Create a Linear Regression Model using Python/R to predict home prices

using Boston Housing Dataset. Find the performance of your model.

In [3]:
import pandas as pd
from sklearn.model_selection import train_test_split
from sklearn.linear_model import LinearRegression
from sklearn.metrics import mean_squared_error, r2_score

# Load the Boston housing dataset
df = pd.read_csv("Boston.csv")

# Check if there are any missing values
missing_values = df.isnull().sum()
if missing_values.any():
    print("Missing values exist in the dataset.")
    # Handle missing values
    df.dropna(inplace=True)
else:
    print("No missing values in the dataset.")

# Split the data into features (X) and the target variable (y)
X = df.drop(columns=['medv'])
y = df['medv']

# Split the data into training and testing sets
X_train, X_test, y_train, y_test = train_test_split(X, y, test_size=0.2, random_state=42)

# Create a linear regression model
model = LinearRegression()

# Train the model on the training data
model.fit(X_train, y_train)

# Make predictions on the testing data
y_pred = model.predict(X_test)

# Calculate the model performance
mse = mean_squared_error(y_test, y_pred)
r2 = r2_score(y_test, y_pred)

print("Mean Squared Error:", mse)
print("R-squared Score:", r2)

Missing values exist in the dataset.
Mean Squared Error: 20.687720473048493
R-squared Score: 0.7200277678580315


In [None]:
#The Mean Squared Error (MSE) of approximately 20.69 suggests that, on average, the model's predictions are off by around 20.69 units squared.
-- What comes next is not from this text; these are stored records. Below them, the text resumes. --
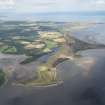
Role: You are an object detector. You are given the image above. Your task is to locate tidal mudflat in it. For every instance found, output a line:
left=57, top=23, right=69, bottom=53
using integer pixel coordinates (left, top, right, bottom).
left=0, top=22, right=105, bottom=105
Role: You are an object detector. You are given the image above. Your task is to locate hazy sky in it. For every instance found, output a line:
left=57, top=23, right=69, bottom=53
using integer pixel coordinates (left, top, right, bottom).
left=0, top=0, right=105, bottom=13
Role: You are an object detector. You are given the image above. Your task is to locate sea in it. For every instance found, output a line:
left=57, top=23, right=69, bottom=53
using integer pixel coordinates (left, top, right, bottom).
left=0, top=11, right=105, bottom=22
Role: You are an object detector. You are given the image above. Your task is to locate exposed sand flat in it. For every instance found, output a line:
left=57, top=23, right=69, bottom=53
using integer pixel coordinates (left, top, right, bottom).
left=53, top=37, right=66, bottom=43
left=25, top=43, right=45, bottom=49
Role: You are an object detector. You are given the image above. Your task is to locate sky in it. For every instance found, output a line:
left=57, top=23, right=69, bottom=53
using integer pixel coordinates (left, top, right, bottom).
left=0, top=0, right=105, bottom=13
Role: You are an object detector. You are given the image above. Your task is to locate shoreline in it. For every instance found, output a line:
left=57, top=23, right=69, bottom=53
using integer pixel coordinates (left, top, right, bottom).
left=12, top=81, right=63, bottom=88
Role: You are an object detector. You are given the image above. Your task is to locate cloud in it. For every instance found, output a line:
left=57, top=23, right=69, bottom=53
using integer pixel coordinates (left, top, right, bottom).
left=96, top=0, right=105, bottom=5
left=0, top=0, right=15, bottom=6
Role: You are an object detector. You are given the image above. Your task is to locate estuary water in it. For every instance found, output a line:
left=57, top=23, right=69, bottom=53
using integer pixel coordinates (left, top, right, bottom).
left=0, top=49, right=105, bottom=105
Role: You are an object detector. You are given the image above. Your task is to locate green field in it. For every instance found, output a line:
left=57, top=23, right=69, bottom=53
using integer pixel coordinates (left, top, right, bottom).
left=0, top=69, right=5, bottom=86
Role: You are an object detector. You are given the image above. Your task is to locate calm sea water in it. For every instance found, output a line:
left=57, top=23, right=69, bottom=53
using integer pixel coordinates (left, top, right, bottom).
left=2, top=12, right=105, bottom=22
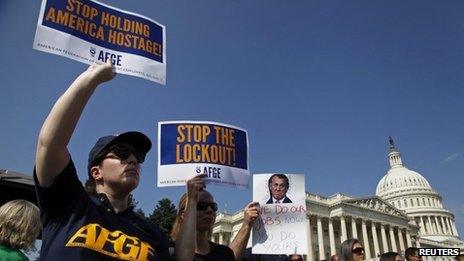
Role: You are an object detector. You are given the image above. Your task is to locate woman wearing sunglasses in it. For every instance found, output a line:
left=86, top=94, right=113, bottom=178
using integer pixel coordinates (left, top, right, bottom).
left=340, top=238, right=365, bottom=261
left=171, top=175, right=235, bottom=261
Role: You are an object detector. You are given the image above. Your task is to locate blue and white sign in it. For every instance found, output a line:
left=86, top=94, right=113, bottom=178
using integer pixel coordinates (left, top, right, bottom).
left=33, top=0, right=166, bottom=84
left=158, top=121, right=250, bottom=189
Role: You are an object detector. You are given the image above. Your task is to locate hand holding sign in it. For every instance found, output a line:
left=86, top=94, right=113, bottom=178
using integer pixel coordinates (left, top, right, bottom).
left=243, top=202, right=259, bottom=226
left=84, top=60, right=116, bottom=85
left=187, top=174, right=206, bottom=202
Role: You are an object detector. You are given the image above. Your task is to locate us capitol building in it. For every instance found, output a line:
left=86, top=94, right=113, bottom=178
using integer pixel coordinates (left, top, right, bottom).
left=213, top=138, right=464, bottom=260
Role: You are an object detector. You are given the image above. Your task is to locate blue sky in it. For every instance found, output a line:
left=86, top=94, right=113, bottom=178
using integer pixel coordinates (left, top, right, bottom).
left=0, top=0, right=464, bottom=235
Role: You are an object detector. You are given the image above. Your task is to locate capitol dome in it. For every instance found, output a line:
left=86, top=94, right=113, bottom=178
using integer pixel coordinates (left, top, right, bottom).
left=375, top=158, right=433, bottom=197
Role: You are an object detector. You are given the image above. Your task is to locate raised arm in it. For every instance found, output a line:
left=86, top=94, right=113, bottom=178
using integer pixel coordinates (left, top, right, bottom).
left=174, top=174, right=206, bottom=261
left=35, top=62, right=115, bottom=187
left=229, top=202, right=259, bottom=261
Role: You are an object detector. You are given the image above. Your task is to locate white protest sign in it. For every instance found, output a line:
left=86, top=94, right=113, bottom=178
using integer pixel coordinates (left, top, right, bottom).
left=158, top=121, right=250, bottom=189
left=252, top=174, right=308, bottom=255
left=33, top=0, right=166, bottom=84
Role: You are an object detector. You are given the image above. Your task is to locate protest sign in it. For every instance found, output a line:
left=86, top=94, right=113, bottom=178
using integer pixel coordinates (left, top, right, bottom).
left=252, top=174, right=308, bottom=255
left=33, top=0, right=166, bottom=84
left=158, top=121, right=250, bottom=189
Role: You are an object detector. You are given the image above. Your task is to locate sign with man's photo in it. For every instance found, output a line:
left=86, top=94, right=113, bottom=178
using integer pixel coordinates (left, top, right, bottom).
left=252, top=173, right=308, bottom=255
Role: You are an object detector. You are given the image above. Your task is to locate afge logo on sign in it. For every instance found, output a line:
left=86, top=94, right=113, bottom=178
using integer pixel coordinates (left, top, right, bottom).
left=417, top=248, right=459, bottom=256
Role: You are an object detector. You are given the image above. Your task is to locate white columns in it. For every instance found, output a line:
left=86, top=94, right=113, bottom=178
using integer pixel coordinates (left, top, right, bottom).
left=380, top=224, right=389, bottom=253
left=389, top=226, right=398, bottom=252
left=427, top=216, right=436, bottom=234
left=329, top=217, right=337, bottom=256
left=351, top=217, right=359, bottom=239
left=361, top=219, right=371, bottom=259
left=306, top=216, right=314, bottom=261
left=406, top=228, right=412, bottom=247
left=419, top=216, right=427, bottom=235
left=219, top=232, right=224, bottom=245
left=440, top=216, right=450, bottom=235
left=398, top=227, right=406, bottom=252
left=371, top=221, right=380, bottom=258
left=446, top=218, right=456, bottom=236
left=340, top=216, right=348, bottom=243
left=435, top=216, right=446, bottom=234
left=433, top=216, right=444, bottom=234
left=317, top=216, right=325, bottom=260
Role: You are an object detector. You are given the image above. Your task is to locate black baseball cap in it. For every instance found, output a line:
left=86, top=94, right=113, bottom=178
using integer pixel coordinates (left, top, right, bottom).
left=87, top=131, right=151, bottom=177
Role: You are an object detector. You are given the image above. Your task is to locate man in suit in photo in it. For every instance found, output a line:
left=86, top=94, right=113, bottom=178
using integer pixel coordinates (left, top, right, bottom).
left=266, top=174, right=292, bottom=204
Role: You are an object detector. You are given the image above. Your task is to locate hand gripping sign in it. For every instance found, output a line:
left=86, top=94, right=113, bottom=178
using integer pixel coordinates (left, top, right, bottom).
left=252, top=173, right=308, bottom=255
left=33, top=0, right=166, bottom=84
left=158, top=121, right=250, bottom=189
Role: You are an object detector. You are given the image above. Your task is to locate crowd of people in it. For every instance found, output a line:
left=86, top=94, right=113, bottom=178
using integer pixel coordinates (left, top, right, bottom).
left=0, top=63, right=464, bottom=261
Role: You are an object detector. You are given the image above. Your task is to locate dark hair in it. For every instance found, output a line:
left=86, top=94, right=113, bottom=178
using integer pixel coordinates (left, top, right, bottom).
left=339, top=238, right=361, bottom=261
left=404, top=247, right=417, bottom=260
left=380, top=252, right=400, bottom=261
left=267, top=173, right=290, bottom=189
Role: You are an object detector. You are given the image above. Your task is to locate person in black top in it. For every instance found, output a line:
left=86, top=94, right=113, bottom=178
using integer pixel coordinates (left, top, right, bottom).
left=171, top=175, right=235, bottom=261
left=34, top=62, right=169, bottom=261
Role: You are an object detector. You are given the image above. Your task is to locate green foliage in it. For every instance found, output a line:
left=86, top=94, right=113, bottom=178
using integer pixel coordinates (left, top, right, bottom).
left=149, top=198, right=177, bottom=237
left=127, top=193, right=146, bottom=218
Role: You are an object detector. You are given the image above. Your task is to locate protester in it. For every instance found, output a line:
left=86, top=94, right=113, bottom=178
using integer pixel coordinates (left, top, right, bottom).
left=266, top=174, right=292, bottom=204
left=242, top=247, right=290, bottom=261
left=171, top=174, right=235, bottom=261
left=0, top=199, right=40, bottom=261
left=330, top=254, right=339, bottom=261
left=339, top=238, right=365, bottom=261
left=380, top=252, right=403, bottom=261
left=34, top=61, right=169, bottom=261
left=404, top=247, right=422, bottom=261
left=229, top=202, right=259, bottom=261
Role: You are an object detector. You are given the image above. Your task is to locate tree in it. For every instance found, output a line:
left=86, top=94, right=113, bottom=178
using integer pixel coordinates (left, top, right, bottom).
left=149, top=198, right=177, bottom=238
left=127, top=193, right=146, bottom=218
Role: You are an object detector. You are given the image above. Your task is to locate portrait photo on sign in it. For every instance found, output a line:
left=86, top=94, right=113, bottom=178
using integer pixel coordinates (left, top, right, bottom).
left=252, top=173, right=308, bottom=255
left=253, top=173, right=305, bottom=205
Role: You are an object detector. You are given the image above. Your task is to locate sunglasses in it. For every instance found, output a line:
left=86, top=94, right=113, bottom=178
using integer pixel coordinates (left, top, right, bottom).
left=104, top=144, right=145, bottom=164
left=197, top=202, right=217, bottom=212
left=351, top=247, right=364, bottom=256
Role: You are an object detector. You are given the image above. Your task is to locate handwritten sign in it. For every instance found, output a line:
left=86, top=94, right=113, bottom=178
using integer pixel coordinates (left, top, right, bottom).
left=33, top=0, right=166, bottom=84
left=158, top=121, right=249, bottom=188
left=252, top=174, right=308, bottom=255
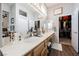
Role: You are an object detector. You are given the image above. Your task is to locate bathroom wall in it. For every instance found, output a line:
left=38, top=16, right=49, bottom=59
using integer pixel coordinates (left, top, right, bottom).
left=15, top=3, right=34, bottom=32
left=0, top=3, right=2, bottom=47
left=48, top=3, right=73, bottom=42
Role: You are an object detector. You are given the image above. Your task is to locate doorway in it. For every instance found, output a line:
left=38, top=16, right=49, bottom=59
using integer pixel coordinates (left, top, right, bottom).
left=59, top=15, right=71, bottom=45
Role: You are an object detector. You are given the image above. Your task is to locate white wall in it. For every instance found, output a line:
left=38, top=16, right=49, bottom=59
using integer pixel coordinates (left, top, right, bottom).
left=0, top=3, right=2, bottom=47
left=72, top=4, right=79, bottom=52
left=48, top=3, right=73, bottom=42
left=15, top=3, right=36, bottom=32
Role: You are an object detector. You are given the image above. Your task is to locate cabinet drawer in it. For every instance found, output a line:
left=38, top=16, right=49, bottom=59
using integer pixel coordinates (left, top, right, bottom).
left=34, top=42, right=44, bottom=56
left=24, top=51, right=33, bottom=56
left=41, top=47, right=48, bottom=56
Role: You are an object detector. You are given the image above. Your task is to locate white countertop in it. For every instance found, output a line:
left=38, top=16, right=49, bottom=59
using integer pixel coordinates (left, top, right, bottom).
left=0, top=31, right=54, bottom=56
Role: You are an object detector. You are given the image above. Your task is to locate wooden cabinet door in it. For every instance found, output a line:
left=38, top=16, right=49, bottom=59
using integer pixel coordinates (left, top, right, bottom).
left=24, top=51, right=33, bottom=56
left=34, top=42, right=44, bottom=56
left=41, top=47, right=48, bottom=56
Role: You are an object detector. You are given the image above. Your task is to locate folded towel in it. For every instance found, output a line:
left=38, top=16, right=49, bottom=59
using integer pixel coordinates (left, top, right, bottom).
left=0, top=50, right=3, bottom=56
left=48, top=42, right=51, bottom=47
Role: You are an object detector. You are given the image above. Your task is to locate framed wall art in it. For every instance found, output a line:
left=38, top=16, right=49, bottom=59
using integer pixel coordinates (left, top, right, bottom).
left=54, top=7, right=63, bottom=15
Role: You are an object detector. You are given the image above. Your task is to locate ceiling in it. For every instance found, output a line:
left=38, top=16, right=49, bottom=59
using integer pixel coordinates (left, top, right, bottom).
left=46, top=3, right=60, bottom=8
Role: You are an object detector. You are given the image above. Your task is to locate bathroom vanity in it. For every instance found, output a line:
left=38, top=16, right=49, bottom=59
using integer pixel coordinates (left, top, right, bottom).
left=1, top=31, right=54, bottom=56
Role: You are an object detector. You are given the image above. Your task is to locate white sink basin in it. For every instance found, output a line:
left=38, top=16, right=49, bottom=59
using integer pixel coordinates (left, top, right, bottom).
left=24, top=36, right=40, bottom=43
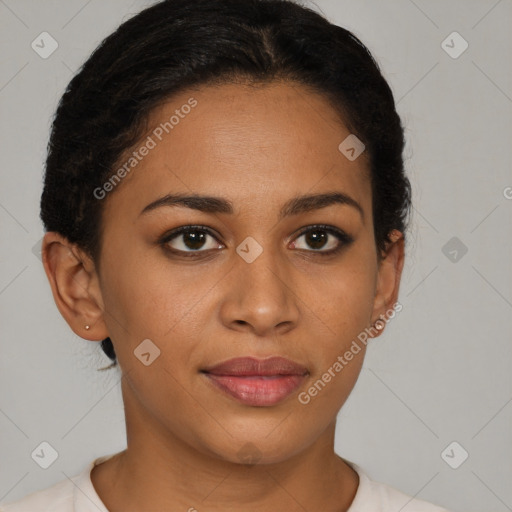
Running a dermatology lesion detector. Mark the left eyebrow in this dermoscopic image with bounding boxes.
[139,192,364,222]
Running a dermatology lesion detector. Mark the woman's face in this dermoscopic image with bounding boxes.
[85,83,397,462]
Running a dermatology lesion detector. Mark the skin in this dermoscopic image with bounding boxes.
[43,82,404,512]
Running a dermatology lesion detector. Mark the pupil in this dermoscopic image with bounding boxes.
[306,231,327,249]
[183,231,205,249]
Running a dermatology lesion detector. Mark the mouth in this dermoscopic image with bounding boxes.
[201,357,309,407]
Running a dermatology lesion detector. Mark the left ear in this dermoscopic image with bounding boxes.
[372,229,405,338]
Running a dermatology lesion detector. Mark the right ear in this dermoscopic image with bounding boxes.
[41,231,109,341]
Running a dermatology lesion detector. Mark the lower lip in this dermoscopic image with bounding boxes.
[205,373,304,407]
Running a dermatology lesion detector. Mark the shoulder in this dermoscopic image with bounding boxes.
[0,454,115,512]
[346,461,449,512]
[0,480,73,512]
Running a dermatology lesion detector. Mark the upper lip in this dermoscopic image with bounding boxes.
[202,357,308,377]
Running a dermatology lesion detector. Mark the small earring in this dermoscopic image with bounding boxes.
[373,315,385,331]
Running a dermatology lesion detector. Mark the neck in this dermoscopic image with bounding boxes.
[91,376,358,512]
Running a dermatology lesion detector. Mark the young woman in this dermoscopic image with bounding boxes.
[0,0,450,512]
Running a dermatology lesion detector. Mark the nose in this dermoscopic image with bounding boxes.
[220,242,300,337]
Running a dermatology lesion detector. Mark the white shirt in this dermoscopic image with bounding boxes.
[0,454,448,512]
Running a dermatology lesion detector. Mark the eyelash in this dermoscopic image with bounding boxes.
[158,224,354,258]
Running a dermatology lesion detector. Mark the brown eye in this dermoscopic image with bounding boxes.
[293,226,353,255]
[161,226,222,253]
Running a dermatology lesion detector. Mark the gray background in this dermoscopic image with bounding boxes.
[0,0,512,512]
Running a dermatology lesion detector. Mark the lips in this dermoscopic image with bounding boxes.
[201,357,309,407]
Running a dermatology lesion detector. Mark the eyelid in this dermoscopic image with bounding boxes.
[158,224,354,256]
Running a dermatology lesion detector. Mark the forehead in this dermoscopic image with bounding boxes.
[102,82,371,220]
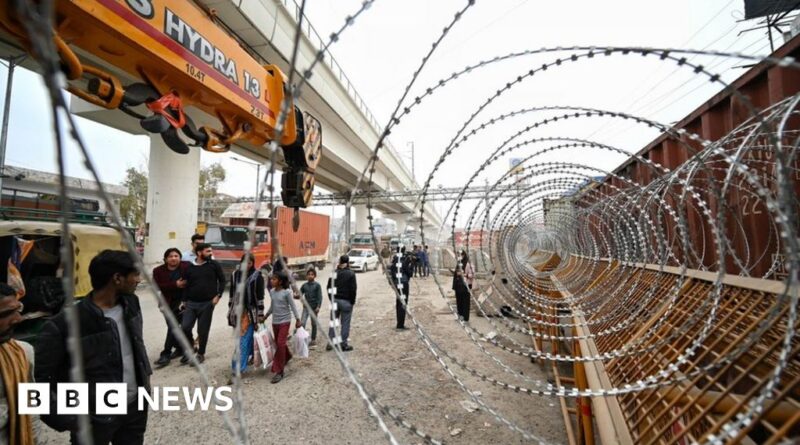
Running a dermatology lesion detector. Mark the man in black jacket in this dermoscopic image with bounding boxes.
[34,250,152,445]
[181,243,225,363]
[389,247,414,330]
[325,255,358,351]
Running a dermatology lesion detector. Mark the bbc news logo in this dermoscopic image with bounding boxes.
[17,383,233,415]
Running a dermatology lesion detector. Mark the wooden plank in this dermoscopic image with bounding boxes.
[551,277,633,445]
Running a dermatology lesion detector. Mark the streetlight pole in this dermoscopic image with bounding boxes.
[0,55,25,194]
[406,141,417,182]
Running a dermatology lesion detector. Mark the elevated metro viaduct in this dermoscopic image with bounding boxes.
[0,0,441,263]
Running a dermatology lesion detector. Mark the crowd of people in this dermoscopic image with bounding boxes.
[0,234,474,445]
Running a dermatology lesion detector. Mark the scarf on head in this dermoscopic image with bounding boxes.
[0,340,33,445]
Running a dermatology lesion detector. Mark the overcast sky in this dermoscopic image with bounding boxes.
[0,0,782,227]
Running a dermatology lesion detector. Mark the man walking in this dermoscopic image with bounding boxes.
[389,247,414,330]
[422,244,431,278]
[325,255,357,351]
[0,283,34,445]
[153,247,192,368]
[181,243,225,363]
[181,233,206,263]
[34,250,152,445]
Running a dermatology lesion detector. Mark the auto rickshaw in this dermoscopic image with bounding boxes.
[0,220,125,343]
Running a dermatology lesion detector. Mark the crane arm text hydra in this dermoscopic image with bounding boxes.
[0,0,321,225]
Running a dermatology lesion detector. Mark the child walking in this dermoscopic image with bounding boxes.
[300,268,322,349]
[264,270,301,383]
[228,255,264,374]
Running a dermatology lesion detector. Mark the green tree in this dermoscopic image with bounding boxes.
[198,162,232,221]
[119,167,147,227]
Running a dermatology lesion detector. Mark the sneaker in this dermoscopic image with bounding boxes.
[187,354,206,366]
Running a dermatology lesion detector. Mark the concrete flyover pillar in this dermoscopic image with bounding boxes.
[390,215,408,234]
[144,135,200,264]
[353,204,369,233]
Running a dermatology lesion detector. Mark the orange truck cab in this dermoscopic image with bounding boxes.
[205,203,330,274]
This value gives you an idea of how well the model fits the data, with lower values indicating better performance.

In [None]:
#The R-squared Score of approximately 0.72 suggests that the model explains about 72.00% of the variance in the target variable. This value ranges between 0 and 1, with higher values indicating better fit. In this case, 0.72 indicates a moderately good fit of the model to the data.